With design retailers twentytwentyone, we have been talking on and off for a few years about creating a capsule collection that celebrates their wonderful archive of chairs and for me to make some kind of repeat pattern using the chairs, reminiscent of a textile design from the 1950s. Whilst the individual chairs contrast with one another, together they become connected and cohesive.
Can you tell us about your design studio space?
It’s a lovely 2 storey warehouse space with sky lights on the top floor. We are tucked behind a residential street in De Beauvior town, Hackney, London! It was a printing house before we moved in and I managed to salvage many things left behind such as letter-press printing trays and inks and paper. Some of these things became inspirations for new designs in my collections!
What style of decor inspires you?
I am inspired by people’s individuality. It’s always wonderful to see how my work fits into a home. I am drawn to the quality of materials that came out of the 1930s and 40s, furniture that lasts, made from mono materials of wood and metal. I love bold graphics and strong colour and always find myself drawn to the Scandinavian approach to textile design.
More recently I’ve been particularly interested in studying textures such as peeling paint and scratched surfaces, both of which are abundant in the city.
What exciting developments are you currently working on?
There are several exciting projects we are working on at the moment and some are still confidential! What I can talk about is my exhibition at the Yorkshire Sculpture Park(YSP) 'From Sheep to Seat’ opening next year in June!
I was inspired by the sheep living on the historic estate and by the impact of the natural features of the Park whilst I was working at YSP on a bespoke collection of homewares for their shops (2017).
My exhibition will aim to shine a light on the importance of the circular economy in reducing waste, designing for longevity, and sustaining livelihoods and traditions. Working with the wool from the sheep, I will create an immersive space filled with my artwork and interior pieces.

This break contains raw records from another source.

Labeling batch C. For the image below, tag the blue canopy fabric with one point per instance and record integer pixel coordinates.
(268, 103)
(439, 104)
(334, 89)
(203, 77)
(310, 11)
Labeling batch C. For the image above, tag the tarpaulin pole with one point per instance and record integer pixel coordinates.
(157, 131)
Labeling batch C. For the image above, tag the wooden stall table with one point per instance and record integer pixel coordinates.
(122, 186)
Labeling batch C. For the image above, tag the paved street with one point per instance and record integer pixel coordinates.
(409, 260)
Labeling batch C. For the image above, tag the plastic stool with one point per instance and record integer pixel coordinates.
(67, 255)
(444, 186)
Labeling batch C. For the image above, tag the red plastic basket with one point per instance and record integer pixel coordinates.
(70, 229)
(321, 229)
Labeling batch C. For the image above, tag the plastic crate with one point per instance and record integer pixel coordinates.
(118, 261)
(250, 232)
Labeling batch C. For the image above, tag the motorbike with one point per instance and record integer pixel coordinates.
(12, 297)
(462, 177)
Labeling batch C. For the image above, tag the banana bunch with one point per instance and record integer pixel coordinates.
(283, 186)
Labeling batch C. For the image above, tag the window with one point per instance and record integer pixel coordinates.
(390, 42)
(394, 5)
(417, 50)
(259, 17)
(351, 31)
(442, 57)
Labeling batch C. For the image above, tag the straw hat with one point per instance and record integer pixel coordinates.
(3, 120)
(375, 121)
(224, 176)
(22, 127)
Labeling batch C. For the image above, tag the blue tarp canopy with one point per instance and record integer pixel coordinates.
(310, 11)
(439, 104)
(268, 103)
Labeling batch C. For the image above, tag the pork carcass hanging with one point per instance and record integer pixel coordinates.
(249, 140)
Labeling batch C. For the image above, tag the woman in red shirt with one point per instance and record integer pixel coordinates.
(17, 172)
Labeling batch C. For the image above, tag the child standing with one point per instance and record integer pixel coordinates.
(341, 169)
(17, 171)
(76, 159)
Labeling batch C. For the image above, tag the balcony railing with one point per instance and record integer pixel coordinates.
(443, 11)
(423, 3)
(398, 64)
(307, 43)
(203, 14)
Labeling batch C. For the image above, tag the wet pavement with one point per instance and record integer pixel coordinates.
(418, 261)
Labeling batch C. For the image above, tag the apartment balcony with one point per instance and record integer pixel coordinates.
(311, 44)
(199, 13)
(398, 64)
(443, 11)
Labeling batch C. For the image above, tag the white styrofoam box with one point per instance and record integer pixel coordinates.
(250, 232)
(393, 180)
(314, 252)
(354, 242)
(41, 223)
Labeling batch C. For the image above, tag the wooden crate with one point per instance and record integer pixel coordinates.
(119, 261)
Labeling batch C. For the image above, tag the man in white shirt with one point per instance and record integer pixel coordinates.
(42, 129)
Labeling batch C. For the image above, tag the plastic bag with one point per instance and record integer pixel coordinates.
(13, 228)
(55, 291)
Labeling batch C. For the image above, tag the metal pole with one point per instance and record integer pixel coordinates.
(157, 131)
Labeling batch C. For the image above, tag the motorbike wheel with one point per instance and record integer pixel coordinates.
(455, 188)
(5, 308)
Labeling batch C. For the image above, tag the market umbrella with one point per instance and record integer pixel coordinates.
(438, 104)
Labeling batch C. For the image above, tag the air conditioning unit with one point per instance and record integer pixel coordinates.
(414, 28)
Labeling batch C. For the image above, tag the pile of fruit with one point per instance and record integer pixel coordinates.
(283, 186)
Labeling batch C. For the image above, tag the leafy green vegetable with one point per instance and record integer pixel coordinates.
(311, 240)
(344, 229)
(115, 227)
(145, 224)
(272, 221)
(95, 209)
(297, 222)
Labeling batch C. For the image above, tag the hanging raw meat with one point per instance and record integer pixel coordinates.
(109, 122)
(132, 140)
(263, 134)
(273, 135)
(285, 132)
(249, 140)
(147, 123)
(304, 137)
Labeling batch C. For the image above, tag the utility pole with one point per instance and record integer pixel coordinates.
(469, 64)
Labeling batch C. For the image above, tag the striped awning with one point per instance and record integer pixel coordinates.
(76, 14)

Confirmed collaborators are Camira Fabrics who are interpreting my ‘Waterlake' design into a jacquard woven textile. It will upholster a series of chairs made from black oak wood salvaged from the Park and designed in collaboration with Julian Mayor. Alternative Flooring will be making a limited edition series of floor runners with the wool, and SolidWool are also involved. Camira will be showcasing the work in progress at this year’s Clerkenwell Design Week.